Using phylogenetic and pairwise identity analysis, we found that the CanPV sequences generated in this study and those publicly available in GenBank form seven (7) distinct clusters with strong bootstrap support (Figure 5). Divergence within each of the seven clusters was less than 14% (Figure 5). Though we currently do not know what this clustering pattern represents with respect to the biology of CanPV, it provides a useful tool for classification, which we utilize henceforth for genotyping CanPV variants in this study. We assign these genotypes historically. Hence, genotypes are numbered based on the year of detection of the oldest variant within the cluster. Our data, therefore, show that genotypes G3 and G4 have only been described in the United Arab Emirates (UAE) and Australia, respectively to date[21, 22]. Genotype G1 has been previously described in Hong Kong and China and G2 in Hong Kong[20, 21, 23]. Genotypes G5 and G6 had been previously described in the USA[24, 25]. This study shows that genotypes G1, G2, G5, G6 and G7 are present and likely circulating in the USA. Based on publicly available sequence data in GenBank, this is the first description of genotype G7 (Table 3).
Table 3:

Global distribution of CanPV types described to date based on sequence data publicly available in GenBank as of July 2022. Note that members of each genotype have divergence below 14%. Please see Figure 5.

Source
GenotypeWWDogsRed Foxes
USAHong KongChinaUnited Arab EmiratesAustralia
G12019, 202120082019
G22019, 2020, 20212008
G32013
G42019
G52019, 2020
G62019, 2020
G72019

CanPV diversity by fraction

For season 1, 21 CanPV variants (belonging to 5 genotypes) were detected, 16 from FTS (from 5 genotypes) and five from filtrates (from three genotypes). All three CanPV genotypes detected from filtrates were also recovered from FTSs. However, two CanPV genotypes (G1 and G7) were detected from only FTS while none was uniquely detected from filtrates. In summary, for season 1, CanPV genotype and variant diversity detected in FTS was consistent with what was found in filtrate, but genotype and variant diversity detected in the filtrate was not consistent with what was found in FTS (Figures 6 and 7). For season 2, 6 CanPV variants (belonging to 2 genotypes) were detected, three each from FTS and filtrate. Genotype G2 was detected in both FTS and filtrates. However, genotype G1 was also detected in filtrates but not in FTS. In December 2020 the same CanPV variant was detected in both FTS and filtrates. For the other months (except for October 2020 and February 2021 where both fractions were negative), different CanPV variants were found in both fractions.
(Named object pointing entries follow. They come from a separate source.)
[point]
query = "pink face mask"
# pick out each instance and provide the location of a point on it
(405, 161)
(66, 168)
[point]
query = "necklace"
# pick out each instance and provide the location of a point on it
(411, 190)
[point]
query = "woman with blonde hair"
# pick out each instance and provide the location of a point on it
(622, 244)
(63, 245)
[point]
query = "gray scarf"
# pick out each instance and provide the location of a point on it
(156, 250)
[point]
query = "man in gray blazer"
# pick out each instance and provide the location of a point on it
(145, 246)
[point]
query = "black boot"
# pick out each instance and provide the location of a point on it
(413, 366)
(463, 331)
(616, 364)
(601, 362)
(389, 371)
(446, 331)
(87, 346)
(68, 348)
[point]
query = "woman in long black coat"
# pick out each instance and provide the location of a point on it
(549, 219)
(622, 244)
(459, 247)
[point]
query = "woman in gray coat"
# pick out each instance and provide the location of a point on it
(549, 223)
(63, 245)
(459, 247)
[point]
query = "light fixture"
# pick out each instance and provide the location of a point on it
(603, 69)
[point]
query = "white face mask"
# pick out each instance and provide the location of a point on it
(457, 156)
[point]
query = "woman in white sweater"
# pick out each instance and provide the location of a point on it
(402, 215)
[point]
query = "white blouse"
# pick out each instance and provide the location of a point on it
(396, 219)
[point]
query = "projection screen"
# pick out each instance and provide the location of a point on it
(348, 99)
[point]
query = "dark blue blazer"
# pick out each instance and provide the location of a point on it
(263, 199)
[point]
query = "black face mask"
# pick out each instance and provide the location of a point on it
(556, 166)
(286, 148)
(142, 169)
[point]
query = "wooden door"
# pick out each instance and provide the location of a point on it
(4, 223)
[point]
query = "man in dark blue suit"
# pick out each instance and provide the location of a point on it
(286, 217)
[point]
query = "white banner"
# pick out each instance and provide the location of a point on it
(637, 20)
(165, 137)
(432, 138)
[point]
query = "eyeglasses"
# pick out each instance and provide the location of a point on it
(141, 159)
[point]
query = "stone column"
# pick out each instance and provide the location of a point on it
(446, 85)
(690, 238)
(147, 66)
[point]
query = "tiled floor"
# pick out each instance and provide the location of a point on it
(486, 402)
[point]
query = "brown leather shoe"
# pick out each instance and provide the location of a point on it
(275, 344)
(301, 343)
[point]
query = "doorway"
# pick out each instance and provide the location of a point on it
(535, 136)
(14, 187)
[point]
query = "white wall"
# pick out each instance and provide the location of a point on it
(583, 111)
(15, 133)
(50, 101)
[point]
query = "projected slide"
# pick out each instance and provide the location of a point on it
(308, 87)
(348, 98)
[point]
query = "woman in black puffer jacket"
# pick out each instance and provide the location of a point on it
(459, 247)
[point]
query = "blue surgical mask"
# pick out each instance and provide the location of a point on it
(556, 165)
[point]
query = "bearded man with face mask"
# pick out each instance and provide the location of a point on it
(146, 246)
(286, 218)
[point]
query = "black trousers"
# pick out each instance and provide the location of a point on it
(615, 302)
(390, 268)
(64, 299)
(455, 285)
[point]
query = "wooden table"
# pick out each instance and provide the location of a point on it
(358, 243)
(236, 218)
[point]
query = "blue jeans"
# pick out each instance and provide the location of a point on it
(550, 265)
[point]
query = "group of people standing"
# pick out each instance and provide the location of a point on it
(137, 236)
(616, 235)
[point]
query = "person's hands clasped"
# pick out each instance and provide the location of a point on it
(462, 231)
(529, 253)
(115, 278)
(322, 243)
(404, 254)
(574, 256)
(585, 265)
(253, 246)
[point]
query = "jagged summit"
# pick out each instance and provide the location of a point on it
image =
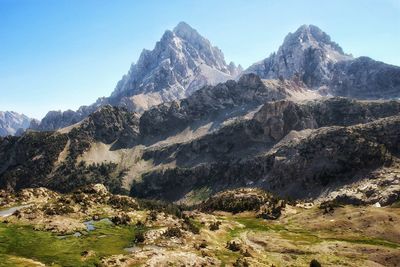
(311, 35)
(13, 123)
(182, 62)
(185, 31)
(308, 52)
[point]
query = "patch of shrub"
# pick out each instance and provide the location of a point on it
(233, 246)
(214, 226)
(173, 232)
(190, 226)
(315, 263)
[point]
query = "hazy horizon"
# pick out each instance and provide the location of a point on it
(59, 55)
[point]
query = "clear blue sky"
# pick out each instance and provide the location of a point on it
(60, 54)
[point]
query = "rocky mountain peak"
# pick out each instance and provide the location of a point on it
(308, 53)
(186, 32)
(182, 62)
(13, 123)
(311, 35)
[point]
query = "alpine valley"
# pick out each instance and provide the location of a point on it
(192, 161)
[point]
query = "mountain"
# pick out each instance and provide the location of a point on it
(322, 65)
(245, 133)
(12, 123)
(182, 62)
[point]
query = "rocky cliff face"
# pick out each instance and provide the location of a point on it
(12, 123)
(182, 62)
(318, 148)
(321, 64)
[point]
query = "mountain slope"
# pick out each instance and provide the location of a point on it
(12, 123)
(181, 62)
(320, 63)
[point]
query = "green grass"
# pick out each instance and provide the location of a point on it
(48, 248)
(368, 241)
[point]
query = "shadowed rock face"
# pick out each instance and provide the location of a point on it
(364, 78)
(12, 123)
(244, 154)
(209, 104)
(322, 64)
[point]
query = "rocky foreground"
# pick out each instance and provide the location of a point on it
(241, 227)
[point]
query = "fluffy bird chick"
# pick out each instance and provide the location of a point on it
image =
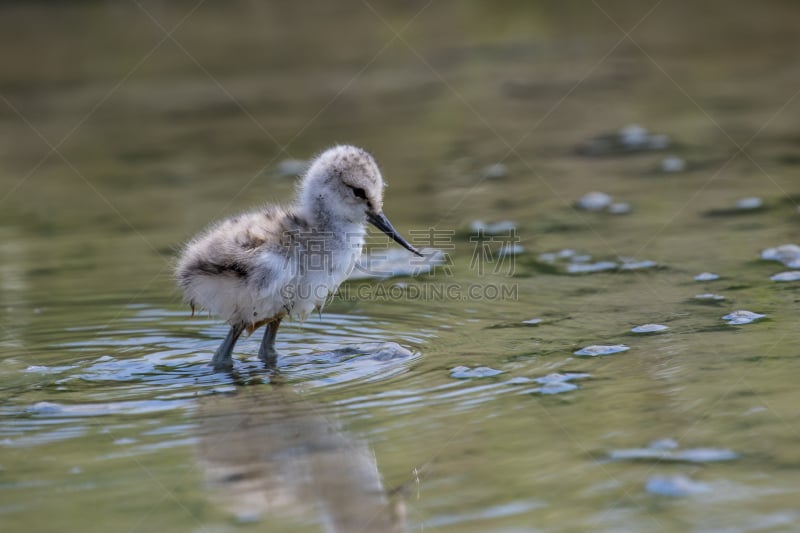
(257, 268)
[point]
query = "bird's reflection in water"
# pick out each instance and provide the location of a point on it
(267, 453)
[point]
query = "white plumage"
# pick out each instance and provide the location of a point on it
(256, 268)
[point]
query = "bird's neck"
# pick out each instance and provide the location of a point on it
(323, 218)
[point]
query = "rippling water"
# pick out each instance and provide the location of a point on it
(477, 397)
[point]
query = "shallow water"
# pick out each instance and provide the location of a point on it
(452, 401)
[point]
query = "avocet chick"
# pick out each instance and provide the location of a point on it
(257, 268)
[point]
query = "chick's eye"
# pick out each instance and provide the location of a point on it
(359, 192)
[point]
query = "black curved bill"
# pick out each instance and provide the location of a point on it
(380, 221)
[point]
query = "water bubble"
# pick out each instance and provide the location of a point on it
(598, 349)
(588, 268)
(464, 372)
(676, 485)
(503, 227)
(594, 201)
(742, 317)
(793, 275)
(495, 171)
(673, 164)
(649, 328)
(785, 253)
(556, 388)
(510, 249)
(561, 378)
(706, 455)
(619, 208)
(659, 141)
(692, 455)
(751, 202)
(634, 136)
(706, 276)
(709, 296)
(663, 444)
(631, 264)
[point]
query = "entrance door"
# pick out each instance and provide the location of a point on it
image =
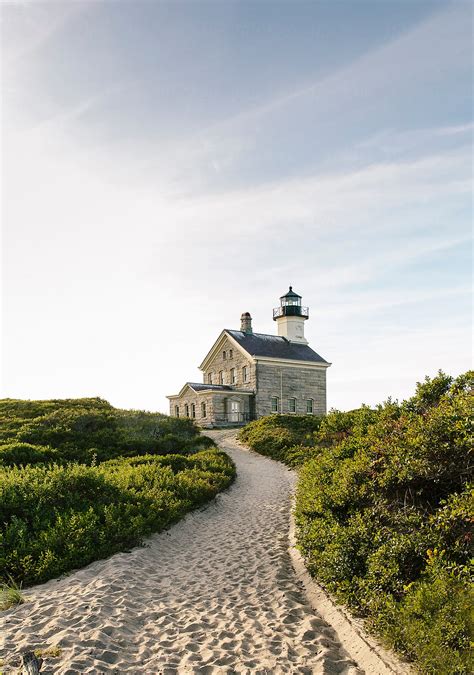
(234, 414)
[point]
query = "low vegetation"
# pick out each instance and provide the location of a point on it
(80, 480)
(10, 595)
(384, 512)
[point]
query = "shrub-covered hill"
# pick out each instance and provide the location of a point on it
(384, 512)
(80, 480)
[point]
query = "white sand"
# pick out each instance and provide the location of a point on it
(216, 593)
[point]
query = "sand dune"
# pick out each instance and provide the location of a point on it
(215, 594)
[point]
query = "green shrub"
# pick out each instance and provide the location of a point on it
(384, 512)
(12, 454)
(273, 435)
(58, 518)
(80, 480)
(87, 430)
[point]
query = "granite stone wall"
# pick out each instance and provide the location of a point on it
(287, 382)
(234, 359)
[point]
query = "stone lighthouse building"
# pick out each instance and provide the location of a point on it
(247, 375)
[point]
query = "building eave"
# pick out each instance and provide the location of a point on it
(292, 362)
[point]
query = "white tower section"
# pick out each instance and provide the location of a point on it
(290, 317)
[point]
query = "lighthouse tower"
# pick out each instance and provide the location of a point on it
(290, 317)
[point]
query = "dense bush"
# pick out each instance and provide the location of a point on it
(84, 430)
(80, 480)
(275, 434)
(57, 518)
(384, 512)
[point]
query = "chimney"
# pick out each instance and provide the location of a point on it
(246, 323)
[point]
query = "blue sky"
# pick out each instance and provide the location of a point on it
(168, 165)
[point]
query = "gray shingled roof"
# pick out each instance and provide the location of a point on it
(259, 344)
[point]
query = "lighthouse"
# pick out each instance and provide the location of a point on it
(290, 317)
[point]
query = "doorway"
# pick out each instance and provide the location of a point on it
(234, 412)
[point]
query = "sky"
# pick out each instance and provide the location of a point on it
(169, 165)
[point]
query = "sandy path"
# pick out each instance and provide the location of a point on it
(215, 594)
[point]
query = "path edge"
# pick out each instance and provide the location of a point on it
(369, 655)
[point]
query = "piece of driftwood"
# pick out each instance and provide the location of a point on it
(31, 664)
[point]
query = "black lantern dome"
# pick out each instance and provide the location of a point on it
(290, 305)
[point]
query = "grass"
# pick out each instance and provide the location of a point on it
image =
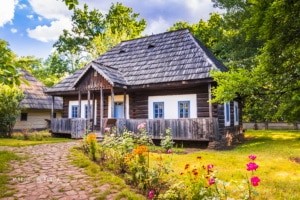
(5, 157)
(279, 174)
(101, 177)
(18, 143)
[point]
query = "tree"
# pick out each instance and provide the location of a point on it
(10, 98)
(93, 33)
(8, 70)
(270, 83)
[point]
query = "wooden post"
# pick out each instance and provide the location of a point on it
(112, 103)
(79, 105)
(125, 105)
(209, 100)
(101, 109)
(52, 107)
(93, 111)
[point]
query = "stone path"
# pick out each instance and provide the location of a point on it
(48, 174)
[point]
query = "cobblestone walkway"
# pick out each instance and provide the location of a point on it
(48, 174)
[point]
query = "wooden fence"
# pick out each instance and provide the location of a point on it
(76, 127)
(198, 129)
In summary, for season 2, CanPV type and diversity detected in FTS was not consistent with what was found in the filtrate and vice-versa (Figures 6 and 7). A 3.5x decrease in CanPV variants was detected between seasons 1 and 2. Twenty-one and six CanPV variants were detected in seasons 1 and 2, respectively. Only two (G1 and G2) of the five CanPV types detected in season 1 were detected in season 2. The remaining three CanPV genotypes (G5, G6 and G7) were not detected in season 2 (Figure 7).

HUMAN Adenovirus 41

Fractions positive for Ad41

We detected human Ad41 in 58% (14/24) of the samples suggesting the presence of human Ad41 (Table 1). Of the 10 negative samples, four (October-December 2020, January 2021) were concentrates of filtrates, while six (October-December 2020, January-March 2021) were concentrates of FTS (Table 1). All season one samples (irrespective of fraction and month) were positive for the Ad41 nested PCR assay (Table 1). For season 2, only filtrates for February and March 2021 were positive for the second-round (fiber) assay (Table 1), suggesting there must have been amplification in the first round Ad41 CG assay.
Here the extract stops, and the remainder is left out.